Lease Extension and Enfranchisement Process
Most flats are owned leasehold and in turn most flat owners (with limited exceptions) will qualify for the right to compulsorily purchase a new longer lease. This is known as a “lease extension”. The new lease is for an additional 90 years on top of the current unexpired term, and reduces any existing ground rent to £nil.
Most flat owners (with limited exceptions) also have the right to compulsorily purchase the freehold of their building on a collective basis with a minimum of 50% of flat owners in the building. This is known as “enfranchisement”. Once the freehold is purchased then each participant in the process will normally receive a new 999-year lease at £nil ground rent, together with a share in the new freehold owning company.
The process of lease extension / enfranchisement typically follows five steps, which are summarised below. The whole process typically takes 6-9 months from start to finish, but can sometimes be quicker or slower.
You instruct us to provide valuation advice on the premium payable for either a lease extension or enfranchisement claim, together with initial offer sums and guidance on the other likely costs involved in the process (such as the freeholder’s legal and professional fees). This advice is reliable and straightforward, and we are always happy to answer any query that may arise. Our job is to handle the valuation side of the process.
You then instruct a specialist solicitor to formally start the process for the lease extension / enfranchisement. The solicitor will handle all of the legal side of the process and serve a Notice on the freeholder on your behalf.
The freeholder replies to your solicitor and serves a Counter Notice. Either a deal is agreed at that point or some negotiation is needed on the price. Negotiations normally resolve most disputes promptly at modest cost. We are able to handle the negotiations on your behalf should you instruct us to do so.
If such negotiation does not resolve any argument on the price, then this can be independently determined by a Tribunal. They can also resolve any legal argument that may arise. The requirement for Tribunal involvement is rare.
The new lease is paid for, the legal paperwork is completed by your solicitor and is then registered at the Land Registry.

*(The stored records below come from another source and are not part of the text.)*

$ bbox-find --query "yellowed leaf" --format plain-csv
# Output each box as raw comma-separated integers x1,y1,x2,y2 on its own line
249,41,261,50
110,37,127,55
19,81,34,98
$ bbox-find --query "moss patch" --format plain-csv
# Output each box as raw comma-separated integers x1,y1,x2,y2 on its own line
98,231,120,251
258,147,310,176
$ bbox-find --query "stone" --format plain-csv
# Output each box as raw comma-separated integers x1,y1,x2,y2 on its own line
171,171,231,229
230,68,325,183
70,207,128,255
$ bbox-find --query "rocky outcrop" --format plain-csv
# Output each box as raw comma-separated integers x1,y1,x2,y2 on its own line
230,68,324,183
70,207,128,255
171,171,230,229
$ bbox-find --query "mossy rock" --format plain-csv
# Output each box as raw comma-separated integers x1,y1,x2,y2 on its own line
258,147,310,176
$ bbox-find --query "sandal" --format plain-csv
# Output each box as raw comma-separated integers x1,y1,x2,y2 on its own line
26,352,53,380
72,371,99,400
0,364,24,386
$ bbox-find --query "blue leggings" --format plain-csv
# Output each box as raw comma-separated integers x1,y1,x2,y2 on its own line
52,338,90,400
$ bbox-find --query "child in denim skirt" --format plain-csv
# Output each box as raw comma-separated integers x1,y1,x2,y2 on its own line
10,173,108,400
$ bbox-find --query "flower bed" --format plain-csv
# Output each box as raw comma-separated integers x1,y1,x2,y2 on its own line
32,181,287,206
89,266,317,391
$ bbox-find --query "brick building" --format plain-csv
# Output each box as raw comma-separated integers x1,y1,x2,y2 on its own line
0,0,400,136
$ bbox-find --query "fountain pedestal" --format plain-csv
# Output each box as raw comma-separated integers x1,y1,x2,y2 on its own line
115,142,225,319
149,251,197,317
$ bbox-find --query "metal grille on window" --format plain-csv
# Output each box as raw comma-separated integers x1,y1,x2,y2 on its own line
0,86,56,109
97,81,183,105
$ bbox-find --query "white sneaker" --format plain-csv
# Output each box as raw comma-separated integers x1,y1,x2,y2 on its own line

Maunder Taylor has extensive experience in providing the initial valuation advice (step 1), undertaking negotiations on the price (step 3) and giving Expert Witness evidence at Tribunal hearings (step 4). Each year, our specialist team undertakes over 500 step 1 valuations and are involved in over 300 step 2 negotiations. We also regularly attend Tribunal hearings when they are needed, often for cases involving unusual disputed points or high-value issues, including some landmark decisions over the years. Our team are often consulted by other firms on complex matters due to our experience and expertise.